A CISO at a major customer of ours recently shared a reflection that really resonated, so we wanted to expand on the thinking and share the quote with you:
“Cloud is the data center. The Internet is the network. Identity is the perimeter and any device is a work device.”
Let’s unpack each of the four statements to understand a bit more about them.
#1 Cloud is the data center
Two major points jump out here. The first is that unless you have specific regulatory requirements, or can be highly confident in both the quality and cost of running a service or infrastructure yourself, you should try to take advantage of pre-built cloud SaaS, PaaS, or IaaS offerings.
The larger point here is that you should not care where your service or applications are running or who is running them. Your applications should not care if it’s a local MySQL or MariaDB instance, an AWS Aurora MySQL instance, or Azure Database for MySQL.
#2 The Internet is the network
Everything should be connected and reachable. Users should not be required to be physically at a location, or required to use a VPN to access “internal only” applications. The three-tier model of Internet, DMZ, and then protected internal network does not allow anytime anywhere access, and does not work well when trying to tie together applications and services running in a mix of internal data centers and multiple cloud providers.
It is also bad practice to assume that every application and system behind a firewall can be trusted. In a scenario such as this, if one application is compromised it can be used as a pivot to attack other applications and systems. If you recall, this is exactly what has happened during several major breaches.
So, if you don’t have a defensible perimeter that can protect your applications and data, what do you do?
The next phrase in the CISO’s communication points the way:
This leads to incredibly secure and flexible environments, as every application and service is potentially reachable by every other one, regardless of location: on premises, private cloud, public cloud.
However, this flexibility does not come for free. To ensure a safe ecosystem, several things need to happen:
The identities, whether human or application, need to be established or validated in a secure manner. This can be via identity proofing, secure issuance of certificates, Istio service identity, etc. The point is to be confident that the actor is who they claim to be.
The identity needs to be securely authenticated at runtime. This can be via multi-factor authentication (MFA), certificate authentication, OAuth client secret, etc. If using MFA, be sure that the recovery channel is not the same for the different factors. If provisioning credentials to services via devops, ensure that the credentials are never stored in the clear, and that the entire delivery pipeline is secure.
Don’t let the identities be stolen or given away. Identities are typically stolen via credential stuffing attacks where bots use lists of stolen usernames and passwords to find and steal identities. If this doesn’t concern you, it should—since most studies report these attacks are between 2% to 3% effective. This means that if you have more than 50 accounts, you are likely vulnerable.
MFA can prevent credential stuffing but MFA does not automatically prevent users giving away their credentials via phishing attacks. To prevent phishing attacks, we recommend both anti-phishing training as well as adopting FIDO2 as your MFA solution.
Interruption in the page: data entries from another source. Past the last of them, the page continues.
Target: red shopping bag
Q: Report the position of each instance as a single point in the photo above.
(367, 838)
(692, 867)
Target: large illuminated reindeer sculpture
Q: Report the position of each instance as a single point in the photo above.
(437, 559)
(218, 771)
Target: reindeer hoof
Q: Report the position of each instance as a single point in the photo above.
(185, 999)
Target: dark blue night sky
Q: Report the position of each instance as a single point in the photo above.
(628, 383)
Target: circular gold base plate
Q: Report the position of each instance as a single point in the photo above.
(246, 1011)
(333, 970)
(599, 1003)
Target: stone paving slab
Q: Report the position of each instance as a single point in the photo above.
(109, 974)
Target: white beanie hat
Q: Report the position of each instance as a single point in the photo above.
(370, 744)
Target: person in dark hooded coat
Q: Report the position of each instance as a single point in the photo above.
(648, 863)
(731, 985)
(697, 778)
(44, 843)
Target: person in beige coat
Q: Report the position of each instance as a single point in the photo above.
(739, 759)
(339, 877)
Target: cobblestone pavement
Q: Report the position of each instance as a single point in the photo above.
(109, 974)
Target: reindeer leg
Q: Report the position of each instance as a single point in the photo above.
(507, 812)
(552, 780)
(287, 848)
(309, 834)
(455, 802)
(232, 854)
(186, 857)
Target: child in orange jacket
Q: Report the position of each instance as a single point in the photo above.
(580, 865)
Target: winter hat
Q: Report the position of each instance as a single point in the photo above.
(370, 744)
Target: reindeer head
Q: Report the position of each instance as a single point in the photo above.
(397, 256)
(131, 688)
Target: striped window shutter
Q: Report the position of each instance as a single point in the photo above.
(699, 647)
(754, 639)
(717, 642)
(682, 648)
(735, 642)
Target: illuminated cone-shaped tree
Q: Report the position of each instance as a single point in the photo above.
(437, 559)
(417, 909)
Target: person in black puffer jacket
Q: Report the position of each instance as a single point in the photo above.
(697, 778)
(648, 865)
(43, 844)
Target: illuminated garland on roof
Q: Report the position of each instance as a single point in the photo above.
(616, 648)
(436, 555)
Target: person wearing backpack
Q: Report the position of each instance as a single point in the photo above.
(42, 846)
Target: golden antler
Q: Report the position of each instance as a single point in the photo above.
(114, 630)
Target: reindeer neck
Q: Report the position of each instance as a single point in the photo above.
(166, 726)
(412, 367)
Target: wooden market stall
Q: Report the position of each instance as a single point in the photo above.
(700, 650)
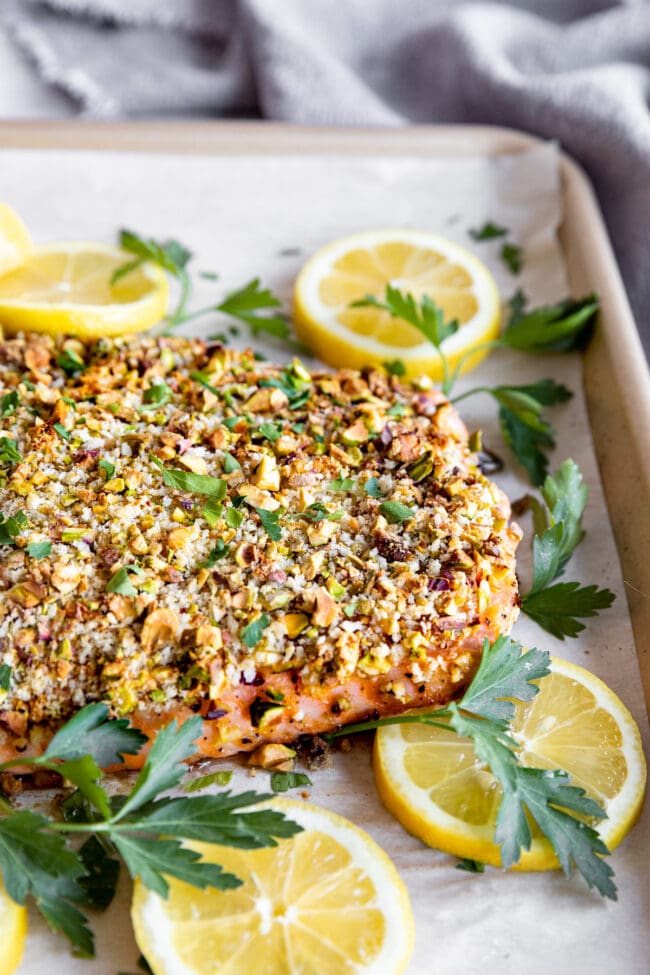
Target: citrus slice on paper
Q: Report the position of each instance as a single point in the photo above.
(15, 242)
(431, 780)
(363, 264)
(66, 288)
(13, 929)
(328, 900)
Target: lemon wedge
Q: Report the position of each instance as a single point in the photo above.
(15, 242)
(328, 901)
(413, 261)
(66, 289)
(431, 780)
(13, 929)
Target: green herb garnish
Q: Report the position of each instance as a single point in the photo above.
(372, 489)
(144, 828)
(252, 634)
(70, 362)
(283, 781)
(11, 527)
(155, 396)
(483, 716)
(120, 582)
(395, 367)
(214, 487)
(234, 517)
(9, 404)
(203, 781)
(558, 607)
(512, 256)
(39, 550)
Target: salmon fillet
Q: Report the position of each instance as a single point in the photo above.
(189, 530)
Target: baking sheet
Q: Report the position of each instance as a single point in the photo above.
(245, 216)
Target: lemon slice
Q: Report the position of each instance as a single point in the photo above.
(328, 901)
(431, 780)
(13, 929)
(66, 288)
(15, 242)
(413, 261)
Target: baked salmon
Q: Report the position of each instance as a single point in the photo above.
(186, 529)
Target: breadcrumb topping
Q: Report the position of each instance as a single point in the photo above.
(183, 517)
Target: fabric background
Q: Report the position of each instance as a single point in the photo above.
(574, 70)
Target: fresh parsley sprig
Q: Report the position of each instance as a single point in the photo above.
(506, 675)
(554, 328)
(252, 304)
(558, 607)
(38, 861)
(526, 431)
(425, 315)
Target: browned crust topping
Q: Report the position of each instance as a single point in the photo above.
(309, 561)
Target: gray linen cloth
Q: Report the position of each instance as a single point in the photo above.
(573, 70)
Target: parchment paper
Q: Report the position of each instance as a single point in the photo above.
(248, 216)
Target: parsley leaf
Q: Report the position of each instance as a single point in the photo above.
(341, 483)
(249, 302)
(471, 866)
(203, 781)
(558, 608)
(172, 256)
(272, 431)
(148, 831)
(156, 395)
(512, 256)
(151, 859)
(372, 489)
(395, 367)
(424, 315)
(283, 781)
(11, 527)
(230, 463)
(395, 512)
(482, 716)
(215, 487)
(9, 404)
(91, 732)
(70, 362)
(488, 231)
(524, 429)
(9, 453)
(120, 582)
(252, 634)
(561, 327)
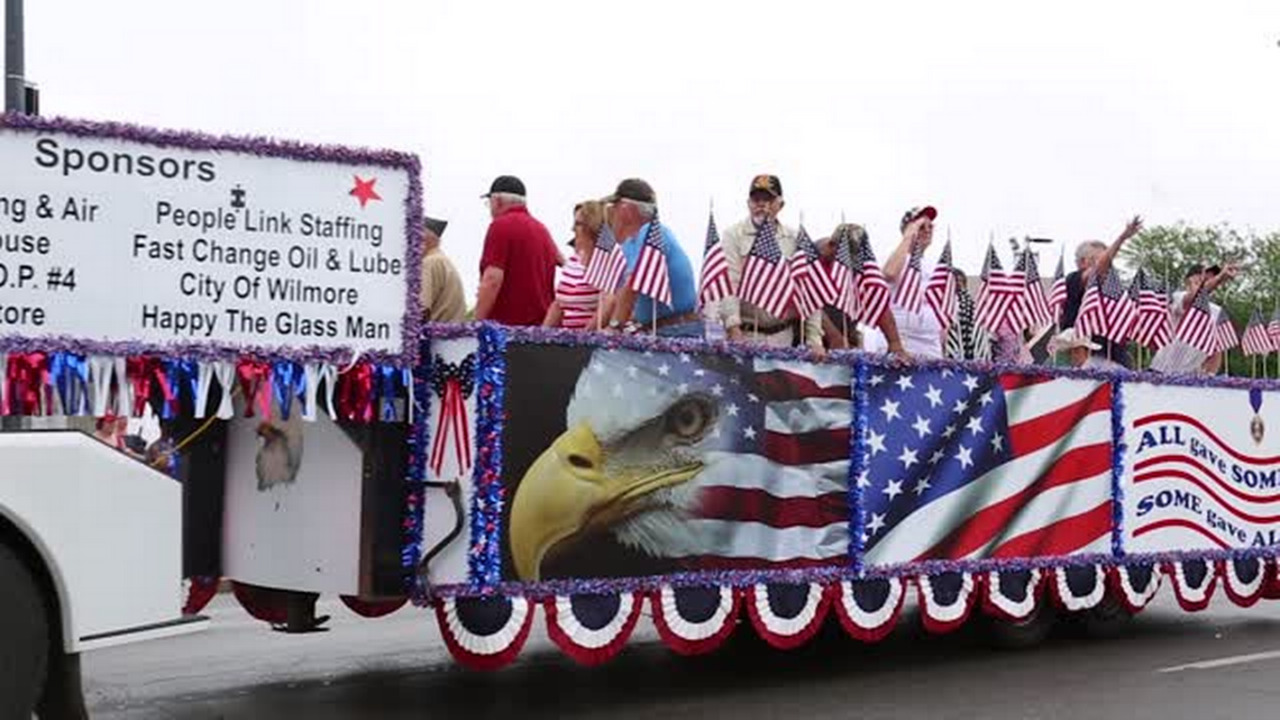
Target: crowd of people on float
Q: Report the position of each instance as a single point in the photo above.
(528, 279)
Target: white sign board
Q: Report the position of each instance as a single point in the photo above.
(1202, 469)
(106, 238)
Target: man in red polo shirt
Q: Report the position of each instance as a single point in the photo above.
(517, 267)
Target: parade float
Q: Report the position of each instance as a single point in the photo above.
(260, 299)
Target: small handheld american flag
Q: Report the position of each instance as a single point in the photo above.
(1032, 311)
(814, 287)
(1057, 294)
(1000, 292)
(1151, 327)
(650, 276)
(940, 292)
(604, 270)
(714, 285)
(766, 278)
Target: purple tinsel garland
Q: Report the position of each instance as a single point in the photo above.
(263, 147)
(415, 492)
(858, 464)
(485, 556)
(1118, 458)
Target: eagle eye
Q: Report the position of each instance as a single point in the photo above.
(690, 418)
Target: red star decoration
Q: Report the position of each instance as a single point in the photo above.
(364, 191)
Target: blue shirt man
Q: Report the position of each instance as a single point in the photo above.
(680, 274)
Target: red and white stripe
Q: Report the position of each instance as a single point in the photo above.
(999, 297)
(872, 294)
(767, 285)
(577, 299)
(786, 506)
(1054, 497)
(714, 285)
(940, 292)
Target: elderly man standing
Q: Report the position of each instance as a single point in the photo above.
(741, 319)
(517, 265)
(634, 210)
(440, 290)
(1093, 260)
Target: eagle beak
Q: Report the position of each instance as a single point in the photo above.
(566, 491)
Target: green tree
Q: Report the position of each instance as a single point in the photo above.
(1168, 251)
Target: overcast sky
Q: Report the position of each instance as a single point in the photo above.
(1011, 118)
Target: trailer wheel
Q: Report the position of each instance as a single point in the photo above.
(1022, 634)
(23, 637)
(1109, 619)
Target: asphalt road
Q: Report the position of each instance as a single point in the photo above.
(1223, 662)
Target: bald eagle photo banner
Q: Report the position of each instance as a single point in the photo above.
(618, 466)
(625, 463)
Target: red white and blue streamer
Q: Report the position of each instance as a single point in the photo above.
(593, 628)
(868, 610)
(484, 633)
(695, 620)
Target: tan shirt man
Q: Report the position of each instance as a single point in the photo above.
(440, 296)
(731, 311)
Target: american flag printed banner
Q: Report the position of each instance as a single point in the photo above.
(1203, 468)
(872, 286)
(1032, 311)
(1000, 292)
(1057, 292)
(652, 277)
(714, 283)
(967, 466)
(607, 265)
(845, 277)
(940, 291)
(1151, 326)
(1274, 328)
(760, 449)
(813, 286)
(909, 292)
(1196, 328)
(766, 277)
(1224, 335)
(1256, 340)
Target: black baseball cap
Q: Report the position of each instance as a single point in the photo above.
(508, 185)
(632, 188)
(1200, 268)
(915, 213)
(766, 183)
(435, 226)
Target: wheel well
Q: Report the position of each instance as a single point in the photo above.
(17, 541)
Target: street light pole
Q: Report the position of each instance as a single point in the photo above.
(14, 83)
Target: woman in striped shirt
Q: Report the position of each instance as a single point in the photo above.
(577, 304)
FIDO2 prevents phishing by having you initially register your authenticator. It will then only accept authentication requests from registered sites, preventing look-alike phishing sites from harvesting your password and OTP code and then hijacking your session.
There needs to be an explicit authorization check between any two points in the system. This applies to users, applications and services. Authorization should default to “no” unless there is an explicit permission or role that says the caller, whether human or application, is allowed to access the specific data, service or application.
Rather than relying solely on rigid, statically defined rules, consider moving to a more adaptive, machine learning powered solution to enhance your authentication and authorization. These solutions reduce friction by removing unnecessary authentication steps when there is high confidence the user is who they say they are. They can also analyze access patterns to detect botnet or data exfiltration attacks and deny access in situations where static rules would let the traffic through.
#4 Any device is a work device
This final statement is a positive outgrowth of all the preceding work.
Allowing access to applications and information only via corporate devices is a management nightmare and limits employee productivity. In this 24x7 world, employees need to be able to access information and applications from any location with whatever device is at hand.
This does not mean that you shouldn’t validate the device to ensure that the device has not been compromised. In enterprise scenarios you can use MDM or CASB solutions to control the spread of data. Intelligence can help you in both enterprise and consumer scenarios by providing anomaly detection based on factors such as geolocation and access patterns.
The important objective is to build the controls up to the point where your security team is comfortable with BYOD for both enterprise and consumer use cases.
Access anywhere, anytime, anyhow
To summarize: We want people to invert their thinking. Instead of trying to lock applications and data away in secure closets, work to allow access to these assets from anywhere.
By adopting the policy of access to anything, from anywhere, with any device, and implementing the necessary procedures and controls to make that a secure reality, you reduce employee friction and improve productivity. You also give yourself a flexible infrastructure that will allow you to easily adapt to rapid changes in both business needs and underlying infrastructure without constantly having to rework your systems.